The South China Sea issue

China claims almost all of the South China Sea, putting it in conflict with overlapping claims by ASEAN members Brunei, Malaysia, the Philippines and Vietnam as well as Taiwan.

Cambodia's tight relations with China were blamed for ASEAN's failing to start negotiations with Beijing on a Code of Conduct in the South China Sea.

The Code of Conduct is meant to regulate how claimants behave in disputed seas to prevent any flare-ups that could lead to armed conflict.

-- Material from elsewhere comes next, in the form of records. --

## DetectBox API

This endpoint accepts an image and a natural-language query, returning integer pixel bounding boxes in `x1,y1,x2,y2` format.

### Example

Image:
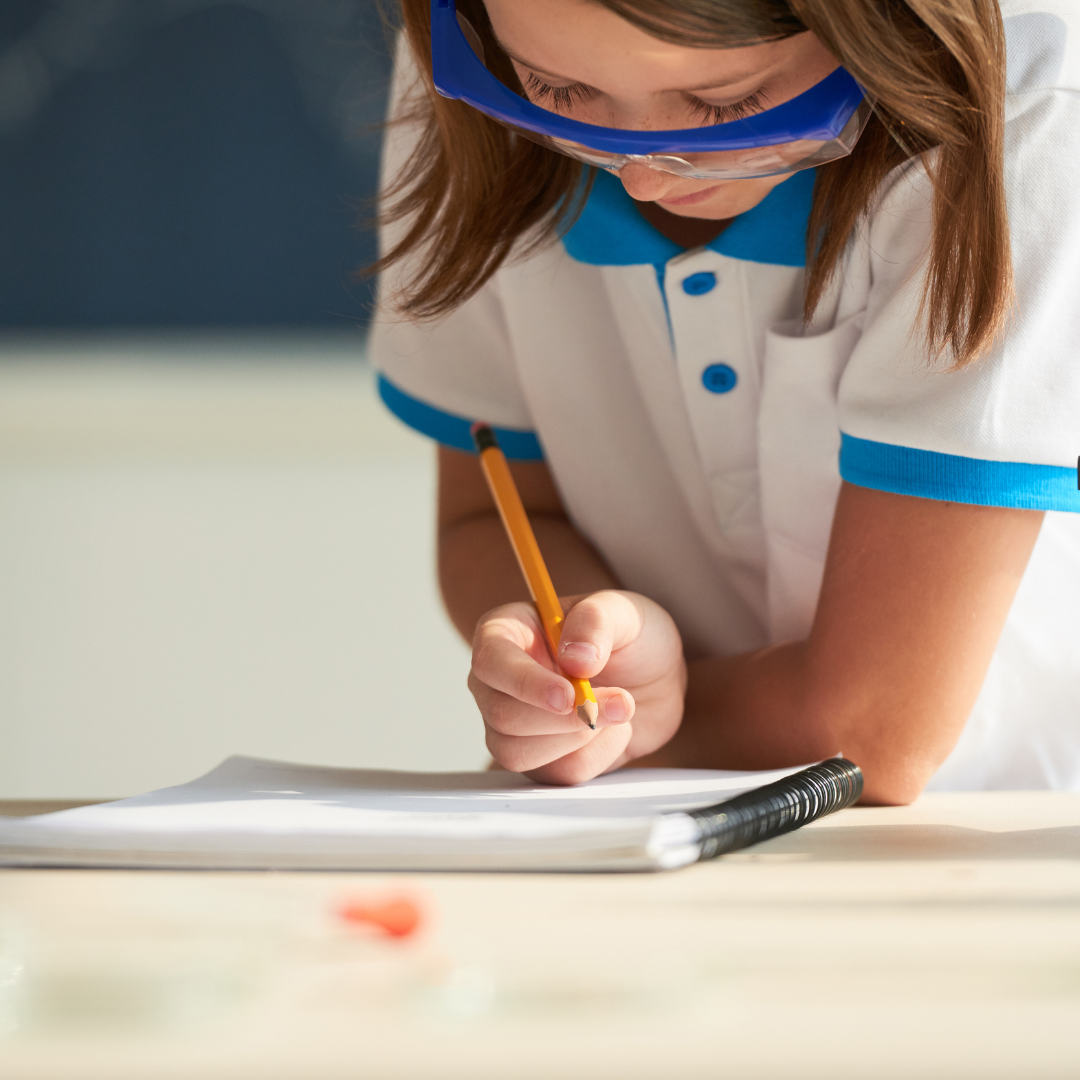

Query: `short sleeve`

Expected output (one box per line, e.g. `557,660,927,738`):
836,58,1080,512
367,36,542,460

Thailand has been coordinating relations between ASEAN and China, but has made little progress on the issue.  Political analysts say Thailand, as a non-claimant ASEAN member, could be a credible broker, but has not been active enough.

Thitinan Pongsudhirak, director of the Institute of Security and International Studies at Chulalongkorn University, says Thailand is in a difficult diplomatic situation.

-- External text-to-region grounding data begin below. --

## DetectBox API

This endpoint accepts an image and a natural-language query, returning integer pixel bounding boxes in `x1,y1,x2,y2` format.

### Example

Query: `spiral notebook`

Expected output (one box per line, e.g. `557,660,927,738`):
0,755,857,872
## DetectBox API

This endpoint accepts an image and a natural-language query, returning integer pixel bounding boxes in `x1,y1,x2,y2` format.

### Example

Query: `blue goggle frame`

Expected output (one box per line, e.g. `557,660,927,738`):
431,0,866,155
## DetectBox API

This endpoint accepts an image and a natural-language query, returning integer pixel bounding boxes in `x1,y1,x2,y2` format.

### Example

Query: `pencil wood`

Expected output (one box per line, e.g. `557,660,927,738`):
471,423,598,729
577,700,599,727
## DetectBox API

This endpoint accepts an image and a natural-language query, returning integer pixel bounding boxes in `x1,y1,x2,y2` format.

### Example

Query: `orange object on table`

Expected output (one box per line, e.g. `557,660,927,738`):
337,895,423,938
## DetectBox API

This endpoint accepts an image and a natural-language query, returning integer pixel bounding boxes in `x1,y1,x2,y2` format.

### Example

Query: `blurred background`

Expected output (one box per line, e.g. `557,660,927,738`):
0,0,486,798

"On the other hand you have China, which is a resident superpower.  Thailand is very close to China.  So, somehow this balancing act.  It's difficult enough to achieve a balancing act but to achieve it and to promote and achieve a Code of Conduct in the South China Sea…is not easy," said Thitinan Pongsudhirak.

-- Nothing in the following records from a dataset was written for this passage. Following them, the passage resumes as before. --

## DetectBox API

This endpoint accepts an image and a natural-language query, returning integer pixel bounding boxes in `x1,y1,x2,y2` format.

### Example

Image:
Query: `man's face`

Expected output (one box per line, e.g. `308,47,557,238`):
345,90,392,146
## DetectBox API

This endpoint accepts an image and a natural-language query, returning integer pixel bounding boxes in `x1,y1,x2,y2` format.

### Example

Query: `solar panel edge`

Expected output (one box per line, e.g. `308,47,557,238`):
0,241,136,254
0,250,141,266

Beijing has been dragging its feet on the negotiations and in recent years has more aggressively supported its territorial claims with patrol boats and escorts for its fishing vessels.

Increased competition for the South China Sea's rich fishing grounds and fossil fuels has led to occasional clashes and arrests of fishermen.

Vietnam last month demanded compensation after a Chinese ship collided with one of its fishing boats.  In March Hanoi accused a Chinese ship of firing on fishermen near the disputed Paracel Islands.  Both countries claim the Paracels but Beijing has controlled the islands since naval clashes with Vietnam in the 1970s.

Ships from the Philippines and China faced off last month in the Spratly islands.  Similar tensions between the two last year lasted for months and raised the possibility of the U.S. getting involved because of a mutual defense treaty with the Philippines.

The U.S. declared a national interest in maintaining peace and stability and freedom of navigation in the South China Sea.

U.S. participation

The U.S. Secretary of State, John Kerry, is expected to attend the ASEAN meetings in Brunei for the first time. 

Political analyst Thitinan Pongsudhirak says Kerry is entering a trickier situation than his predecessor, Hillary Clinton.

"The South China Sea is now much hotter than it was under Clinton.  So, it's more challenging for the U.S. to play a role as a staying power, an honest broker, with friends and allies in the region, without antagonizing China, which is a rising power," said Thitinan Pongsudhirak.

At separate meetings in Brunei, ASEAN ministers are expected to focus on challenges to economic integration. 

ASEAN's ten member nations plan to form an economic community by the end of 2015 by lowering barriers to labor flows and trade.

But, Hiebert says while ASEAN claims 74 percent completion, some members are slowing down progress.  He says Indonesia, ASEAN's biggest economy, has introduced protectionist measures over the last couple years that make it difficult to import foreign agricultural products. 

“So, one of the toughest issues is, of course, how are you going to deal with the largest economy, which is, you know, basically half the GDP of Southeast Asia.  And, then you have the much poorer countries-Burma/Myanmar, Laos, Cambodia that are really very far behind and don't really have the technical, the personnel capabilities," he said.

Hiebert says Brunei is under pressure to make progress this year as Burma will take the ASEAN chair in 2014.  Many worry the reforming country may be overstretched and unable to push as much forward in the ASEAN agenda.

Brunei will host a final round of ASEAN summit meetings in October with East Asia leaders plus Australia, India, New Zealand, Russia and the United States.

ASEAN's ten members are Brunei, Burma, Cambodia, Indonesia, Laos, Malaysia, the Philippines, Singapore, Thailand, and Vietnam.